We were a mess over sleep issues in our house. We had colic and high needs and six months of thrice weekly night terrors before Fluffy was even a year old. The exhaustion was profound, even comical. I never knew one could be so bone crushingly tired and not be dead. It was mind boggling and for a long while, there was simply no end in sight. The situation now is much improved, unrecognizable given where we came from. I only wake up once a night to help Fluffy get to the bathroom. but I can quickly return to that time. (Shudder.) How I wish I had this book then, a one-stop resource that lays out the goods and treats you like the unique, intuitive, and trustworthy mother that you are.
If you are having sleep concerns or know of anyone about to bring a new baby home, stop by with a sesame chicken and this book.
There are many, many links I could provide to learn more about Ann. For starters, go here, here, and here.
Normally, I raffle off my copy of the books I review, but I'm keeping this one. There are a few strategies in the preschooler category that hold real promise for our household. I'll keep you posted.
In the meantime, happy reading and sweet dreams.

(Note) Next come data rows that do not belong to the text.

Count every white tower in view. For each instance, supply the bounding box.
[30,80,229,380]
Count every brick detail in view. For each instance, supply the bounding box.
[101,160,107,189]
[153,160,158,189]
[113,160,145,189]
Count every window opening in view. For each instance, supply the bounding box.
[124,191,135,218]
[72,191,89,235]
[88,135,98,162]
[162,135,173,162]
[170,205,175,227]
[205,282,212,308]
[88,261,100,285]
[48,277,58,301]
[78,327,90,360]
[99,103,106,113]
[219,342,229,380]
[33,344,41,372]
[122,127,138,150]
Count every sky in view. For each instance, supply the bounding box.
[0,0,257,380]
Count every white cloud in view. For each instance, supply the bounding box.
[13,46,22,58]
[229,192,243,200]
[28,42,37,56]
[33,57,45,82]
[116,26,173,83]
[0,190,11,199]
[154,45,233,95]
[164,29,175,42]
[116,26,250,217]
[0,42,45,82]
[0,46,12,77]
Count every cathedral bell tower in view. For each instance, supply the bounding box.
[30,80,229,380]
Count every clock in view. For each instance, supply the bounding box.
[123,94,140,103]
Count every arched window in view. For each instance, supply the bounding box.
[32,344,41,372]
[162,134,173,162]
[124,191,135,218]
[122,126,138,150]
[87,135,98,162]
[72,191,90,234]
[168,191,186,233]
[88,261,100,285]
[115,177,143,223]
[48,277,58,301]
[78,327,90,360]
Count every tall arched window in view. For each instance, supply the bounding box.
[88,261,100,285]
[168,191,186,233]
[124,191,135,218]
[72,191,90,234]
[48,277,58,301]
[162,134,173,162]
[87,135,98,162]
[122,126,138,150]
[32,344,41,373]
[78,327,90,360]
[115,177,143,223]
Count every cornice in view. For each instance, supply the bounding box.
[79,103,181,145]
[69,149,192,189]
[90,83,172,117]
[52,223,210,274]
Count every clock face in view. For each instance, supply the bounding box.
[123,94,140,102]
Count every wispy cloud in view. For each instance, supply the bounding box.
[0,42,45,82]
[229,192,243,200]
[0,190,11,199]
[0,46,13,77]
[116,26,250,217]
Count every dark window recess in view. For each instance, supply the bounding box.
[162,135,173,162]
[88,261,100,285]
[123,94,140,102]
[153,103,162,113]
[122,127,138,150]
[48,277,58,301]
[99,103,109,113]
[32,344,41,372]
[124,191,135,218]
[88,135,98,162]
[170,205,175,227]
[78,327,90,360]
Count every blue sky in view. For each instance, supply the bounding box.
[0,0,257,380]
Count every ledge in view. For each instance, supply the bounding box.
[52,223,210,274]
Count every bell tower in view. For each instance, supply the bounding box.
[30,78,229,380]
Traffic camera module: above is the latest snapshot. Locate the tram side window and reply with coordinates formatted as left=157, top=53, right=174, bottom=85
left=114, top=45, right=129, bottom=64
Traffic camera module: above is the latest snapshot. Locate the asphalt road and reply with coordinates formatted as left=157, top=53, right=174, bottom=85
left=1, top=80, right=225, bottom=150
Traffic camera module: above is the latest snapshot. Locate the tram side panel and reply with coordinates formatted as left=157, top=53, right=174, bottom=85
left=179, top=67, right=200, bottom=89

We are dying from sleep deprivation over here, and it's mostly our own fault.
So, thank you for the detailed review. Will get said book, and if all else fails I can always hit myself over the head with it.
Posted by: squid | November 08, 2006 at 07:04 PM
OMG, I'm going to get this book right away. Instead of calling you every night crying.

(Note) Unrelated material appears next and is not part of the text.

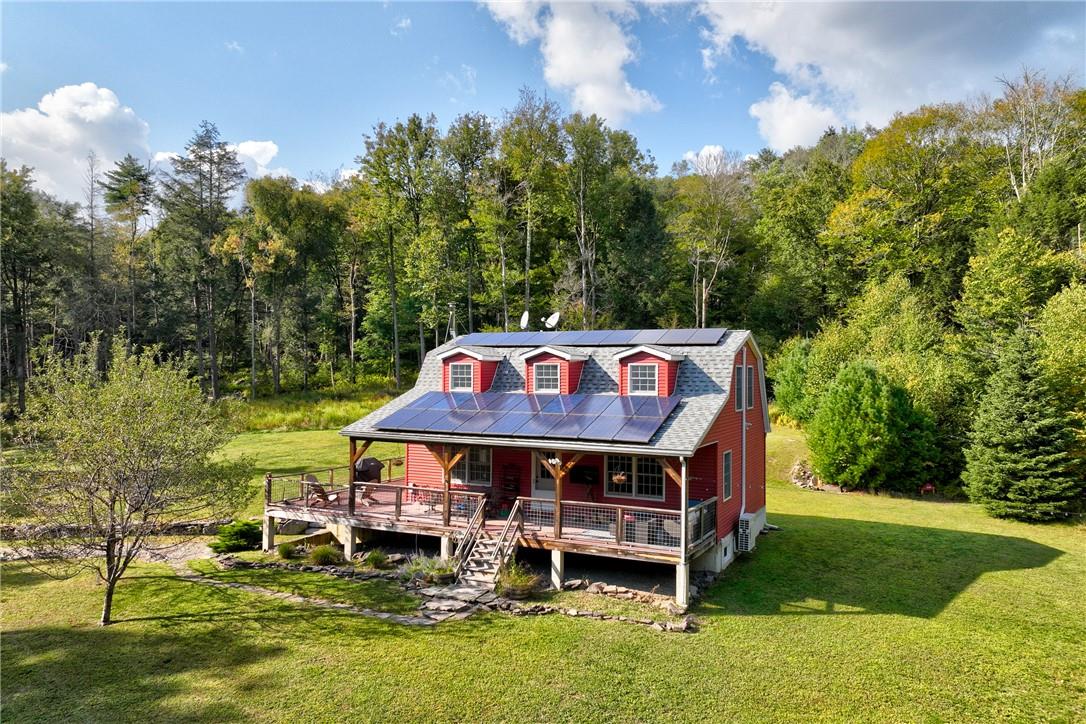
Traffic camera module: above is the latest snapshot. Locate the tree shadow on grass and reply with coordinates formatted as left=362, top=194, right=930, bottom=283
left=699, top=513, right=1062, bottom=618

Posted by: kim | October 26, 2006 at 10:25 AM
You wench, keeping the book! But all hail Ann, because the idea of writing a HELPFUL book on sleep is a miracle. We were not the baby whisperer types in my family. To this day, my nine year old still crawls into my bed. But if that means we all sleep, so be it. Thanks for the review.
Posted by: Vicki Forman | October 25, 2006 at 06:17 PM
Hey, I remember sleep. I used to think I "needed" 8 hours. Now I make do with 8 cups of coffee.
Posted by: christine | October 25, 2006 at 09:21 AM
Yep, those high-need babies are high-need all day, and the day seems MUCH longer than 24 hours. My toddler is still trying to nurse at night. I still remember my MIL's shocked face when she asked if baby #2 was sleeping through the night and I laughed and said baby #1 wasn't even night weaned until I got pregnant again & forced the issue. I will keep this book in mind for new parents.